Since the table will have many entries (for Human transcriptome there will be more than 55,000 rows), you can filter this table by selecting mutiple elements in the dropdown, creating an additional table on top of the full table.

It is possible to easily download both the full and filtered tables by clicking on the respective download buttons.

Note

Similar to Differential expression/abundance visualization with MA plot, clicking on a Gene/Order/Family/Species cell in the table will change the selected element in the right dropdown (see Host gene/Order/Family/Species), thus updating all the relevant plots.

GO table¶

Here, the gene ontology functional enrichement analysis results are shown, for the selected comparison (see Comparison), with an FDR < 1e-10. As for genes in the DGE table, statistically significant GO categories are highlighted by colored rows, with red and blue rows representing up- or down-regulated biological processes, respectively. The table natively support sorting of columns values. Each GO ID is a link to the respective GO category within the AmiGO website.
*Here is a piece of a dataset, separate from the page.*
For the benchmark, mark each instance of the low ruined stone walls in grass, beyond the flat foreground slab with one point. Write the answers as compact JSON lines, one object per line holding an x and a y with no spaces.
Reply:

As explained in the GO table, this table can be filtered using the GO plot keyword search bar: the GO categories plotted will be those displayed in the table. You can easily download both the full or the filtered table using the download buttons.

Insights¶

Here, we collected a series of previous scientific evidence that is validated in TaMMA and also new evidence found using TaMMA. These two categories are collected in two relative sub-tabs, “Old evidence from the literature confirmed by TaMMA” and “New evidence by TaMMA”. The plots here are not related to any of the dropdowns on the top of the website and are not interactive.

The data behind it¶

The complete list of raw data analyzed, with the associated metadata, can be fount in the Summary and metadata tab.

The result tables used for the plots are stored in GitHub.

NGS dark matter mentioned in the manuscript are stored in Harvard Dataverse

Report a bug, suggestions and feature requests¶

Found a bug or simple have a feature request to improve TaMMA? Please tell us here.

Future development¶

In the future, as new datasets will be published, we will update TaMMA by adding these as soon as possible. Also, in the future, metagenomic data will be integrated in the platform.